I take hold of his grip, pulling my hand back from his. Anakin sighs before stepping closer to me, he rests his elbow against the edge of the balcony before speaking up.
"You're probably right. I'm crazy over you."
I frown before stifling a laugh, looking annoyed. I wasn't even taking him seriously. I ink my gaze in his. Our faces were close.
"Stop playing with me like that.
- I'm not playing with you." He said with a more serious look.
I suddenly see sincerity in his eyes. But a part of me didn't want to believe it. He can't love me, it's impossible. But I suddenly realize that I was just trying to reassure myself and that Anakin was sincere. So I looked down before stepping back, pushing Anakin slightly.
"Anakin, no. Stop, we can't."
He steps forward anyway, I look up at him while shaking my head from side to side not wanting to believe it.
"Oriana please tell me I'm not the only one who feel this way... You know there's something between us. I don't care about Padme, I only have eyes for you!
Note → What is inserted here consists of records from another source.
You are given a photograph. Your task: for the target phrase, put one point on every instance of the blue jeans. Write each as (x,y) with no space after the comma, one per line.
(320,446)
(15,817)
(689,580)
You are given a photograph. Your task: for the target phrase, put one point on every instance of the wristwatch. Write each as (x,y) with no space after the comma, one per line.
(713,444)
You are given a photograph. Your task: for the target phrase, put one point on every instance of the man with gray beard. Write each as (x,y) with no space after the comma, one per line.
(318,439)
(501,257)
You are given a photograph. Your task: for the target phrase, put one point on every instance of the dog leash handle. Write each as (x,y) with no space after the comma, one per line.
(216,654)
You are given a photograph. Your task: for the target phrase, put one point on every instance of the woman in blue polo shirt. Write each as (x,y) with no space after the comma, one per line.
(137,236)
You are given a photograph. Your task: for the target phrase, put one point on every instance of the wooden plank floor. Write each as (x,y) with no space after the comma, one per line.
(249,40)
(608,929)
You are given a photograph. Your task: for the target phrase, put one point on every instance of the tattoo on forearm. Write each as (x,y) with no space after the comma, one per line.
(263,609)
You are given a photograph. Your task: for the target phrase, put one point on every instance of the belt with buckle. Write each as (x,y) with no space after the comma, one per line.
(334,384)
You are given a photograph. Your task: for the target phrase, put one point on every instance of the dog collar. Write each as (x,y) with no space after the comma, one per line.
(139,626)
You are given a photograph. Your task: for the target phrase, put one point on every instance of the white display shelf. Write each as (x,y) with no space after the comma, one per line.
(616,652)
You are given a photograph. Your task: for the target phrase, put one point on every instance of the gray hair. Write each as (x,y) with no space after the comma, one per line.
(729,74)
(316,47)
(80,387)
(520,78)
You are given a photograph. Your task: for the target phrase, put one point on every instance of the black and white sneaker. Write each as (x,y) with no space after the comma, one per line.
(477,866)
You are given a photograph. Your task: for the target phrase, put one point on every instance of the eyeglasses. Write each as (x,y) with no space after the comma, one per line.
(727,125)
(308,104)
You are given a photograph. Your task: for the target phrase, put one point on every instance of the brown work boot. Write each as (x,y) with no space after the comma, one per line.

- No, Anakin. That's enough."
I pull back again, lowering my eyes, not wanting to believe it. My heart was breaking, I should be happy that he admitted his feelings to me, but I was broken, because we couldn't.
"Look me in the eye and tell me you don't love me and that it was all just an illusion."
Anakin gently takes my face in his hands, lifting my head to him, making his eyes meet mine. I look at him for a few moments, reading his emotions in his head, I had told him I wouldn't go into it again, but I felt compelled to do so now.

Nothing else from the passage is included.